In a prophetic piece to camera, the NBC broadcaster Bob Costas had this to say soon after the sixth and final championship was decided: “Even on the best teams, there is now so much turnover it’s becoming ever-harder to follow and identify with teams. Loyalty has been fragmented, which brings us to an under-appreciated aspect of this golden era in the NBA.

“It hasn’t just been Bird, Magic and Michael. It was the whole recognisable cast around them that gave the Celtics, the Lakers and the Bulls their texture and made following them all the more interesting.

“We’ll see championship teams in the future, but will see teams that endure this way?”

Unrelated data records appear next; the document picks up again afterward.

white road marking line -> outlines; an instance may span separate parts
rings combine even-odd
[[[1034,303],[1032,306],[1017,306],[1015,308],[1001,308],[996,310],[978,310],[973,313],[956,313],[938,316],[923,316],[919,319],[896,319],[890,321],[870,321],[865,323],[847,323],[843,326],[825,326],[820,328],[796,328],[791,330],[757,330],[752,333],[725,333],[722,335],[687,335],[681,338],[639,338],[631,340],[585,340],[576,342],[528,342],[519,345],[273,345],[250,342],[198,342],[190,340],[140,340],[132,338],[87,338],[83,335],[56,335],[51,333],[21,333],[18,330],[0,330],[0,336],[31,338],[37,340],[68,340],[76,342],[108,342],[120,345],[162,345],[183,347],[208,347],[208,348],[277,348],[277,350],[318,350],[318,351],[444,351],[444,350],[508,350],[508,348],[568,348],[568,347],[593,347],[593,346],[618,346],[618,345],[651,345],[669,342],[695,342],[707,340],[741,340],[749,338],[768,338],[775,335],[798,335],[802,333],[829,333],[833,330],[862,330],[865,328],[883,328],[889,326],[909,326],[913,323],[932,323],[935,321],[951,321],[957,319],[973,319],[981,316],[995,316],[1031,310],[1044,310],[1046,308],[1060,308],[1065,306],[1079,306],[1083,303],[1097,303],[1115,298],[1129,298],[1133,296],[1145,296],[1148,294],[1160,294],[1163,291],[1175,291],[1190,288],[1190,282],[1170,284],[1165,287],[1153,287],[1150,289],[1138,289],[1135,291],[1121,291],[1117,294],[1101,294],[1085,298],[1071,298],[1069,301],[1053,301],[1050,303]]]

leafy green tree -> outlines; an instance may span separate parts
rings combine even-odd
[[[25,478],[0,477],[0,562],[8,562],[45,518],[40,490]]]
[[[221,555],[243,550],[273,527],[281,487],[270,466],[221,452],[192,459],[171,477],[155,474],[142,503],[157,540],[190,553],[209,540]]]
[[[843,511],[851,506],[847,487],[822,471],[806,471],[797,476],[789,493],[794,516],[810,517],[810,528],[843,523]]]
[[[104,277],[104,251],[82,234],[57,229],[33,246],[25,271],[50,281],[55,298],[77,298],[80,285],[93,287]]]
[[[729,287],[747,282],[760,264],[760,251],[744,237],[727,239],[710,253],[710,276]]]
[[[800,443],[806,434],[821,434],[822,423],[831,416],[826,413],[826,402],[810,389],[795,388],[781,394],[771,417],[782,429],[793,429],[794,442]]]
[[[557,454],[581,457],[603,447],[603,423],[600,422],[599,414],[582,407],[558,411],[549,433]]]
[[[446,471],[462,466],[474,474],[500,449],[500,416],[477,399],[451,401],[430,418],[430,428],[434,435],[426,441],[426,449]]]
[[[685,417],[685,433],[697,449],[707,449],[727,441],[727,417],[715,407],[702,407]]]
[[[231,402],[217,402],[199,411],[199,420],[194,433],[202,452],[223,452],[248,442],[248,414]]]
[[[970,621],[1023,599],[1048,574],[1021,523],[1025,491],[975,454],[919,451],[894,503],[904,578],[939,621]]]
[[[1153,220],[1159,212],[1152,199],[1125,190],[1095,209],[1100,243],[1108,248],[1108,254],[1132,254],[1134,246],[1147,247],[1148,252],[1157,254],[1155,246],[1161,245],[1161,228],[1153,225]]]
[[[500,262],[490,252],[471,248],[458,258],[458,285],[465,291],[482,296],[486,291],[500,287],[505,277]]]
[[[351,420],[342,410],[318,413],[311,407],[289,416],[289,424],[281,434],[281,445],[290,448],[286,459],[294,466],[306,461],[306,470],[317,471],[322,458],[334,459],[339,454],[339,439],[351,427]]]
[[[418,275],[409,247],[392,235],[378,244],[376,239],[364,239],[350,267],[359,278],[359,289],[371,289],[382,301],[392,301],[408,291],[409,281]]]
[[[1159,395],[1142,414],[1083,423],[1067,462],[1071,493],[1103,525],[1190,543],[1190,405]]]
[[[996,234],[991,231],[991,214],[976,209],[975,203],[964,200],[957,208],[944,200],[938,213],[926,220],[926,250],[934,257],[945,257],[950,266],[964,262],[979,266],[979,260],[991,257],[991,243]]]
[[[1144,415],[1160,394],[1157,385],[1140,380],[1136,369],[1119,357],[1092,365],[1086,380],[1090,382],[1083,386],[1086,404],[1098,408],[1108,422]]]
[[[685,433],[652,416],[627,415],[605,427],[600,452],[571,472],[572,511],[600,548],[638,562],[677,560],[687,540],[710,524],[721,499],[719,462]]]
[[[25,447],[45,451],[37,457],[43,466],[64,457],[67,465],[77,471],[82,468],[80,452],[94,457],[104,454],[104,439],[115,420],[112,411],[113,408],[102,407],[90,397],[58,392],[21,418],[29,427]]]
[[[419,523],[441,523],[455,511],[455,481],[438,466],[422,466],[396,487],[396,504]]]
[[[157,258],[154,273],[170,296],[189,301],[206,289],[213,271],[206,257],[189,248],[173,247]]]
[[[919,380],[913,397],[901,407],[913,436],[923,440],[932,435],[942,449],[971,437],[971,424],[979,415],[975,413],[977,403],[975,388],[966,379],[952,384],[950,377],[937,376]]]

In the NBA’s superteam era, this resonates even more, as it does across sport in general, which has become more transient and transactional as the years pass. Costas pointed out that the Utah Jazz, who twice lost in the NBA finals at the hands of the Bulls, were headed by John Stockon and Karl Malone, who played together for more than a decade. That sort of longevity across a league breeds deep-seated rivalries and narratives that embellish every outcome they surround.


One of the takeouts, from a 2020 perspective, is the mind-bending amount of media Jordan did during his career. And not only that, his candid answers made much of it compelling, even if the beat reporters of the day would have just treated much of it like the regular fare. If he didn’t want to talk about Scottie Pippen’s potential trade, he just said so and told the reporters to go ask the man himself. If he had a message he wanted to get across, he spoke out. In engaging so much, Jordan was able to help shape his own narrative and some of those that covered his career, like broadcaster Ahmad Rashad, would become trusted confidants and friends. It wasn’t just on camera; Jordan once called over a writer from the Chicago Tribune after practice to let him know that some comments about Paxson were designed to fire him up, not as a stinging critique. He didn’t want a correction, he just wanted to let the reporter know his motivations. In the pre-social media age, you can see the benefits of speaking, talking, communicating in person, not through the blase lens of an Instagram post. It has so much more impact.


Sport is better when the rivalries and relationships are real. It mirrors our regular lives and makes it all so much more relatable. Jordan and the Bulls had genuine grudges against rival teams like Detroit and New York and you could see it play out on court. The emotion made it engrossing; it’s why State of Origin works so well here in Australia, why derbies work so well in football, and the matches are often so mind-bendingly watchable. It’s also why it’s virtually impossible to get amped about a match when the entire prelude consists of opposition players talking about how much respect they have for everyone and how wonderful they all are (I’m looking at you, Super Rugby). Can that sort of perceivable ill-feeling still exist in the slick production that is sanitised modern sport? In terms of the NBA, Sacramento’s Harrison Barnes isn’t so sure: “I’m not saying it can’t happen in this period,” he told The Ringer. “But a lot of those teams they were going against, they were established, doing this for longer periods of time. And I feel like your team, your squad, your guys, that was built up over years and years of just being in the trenches.”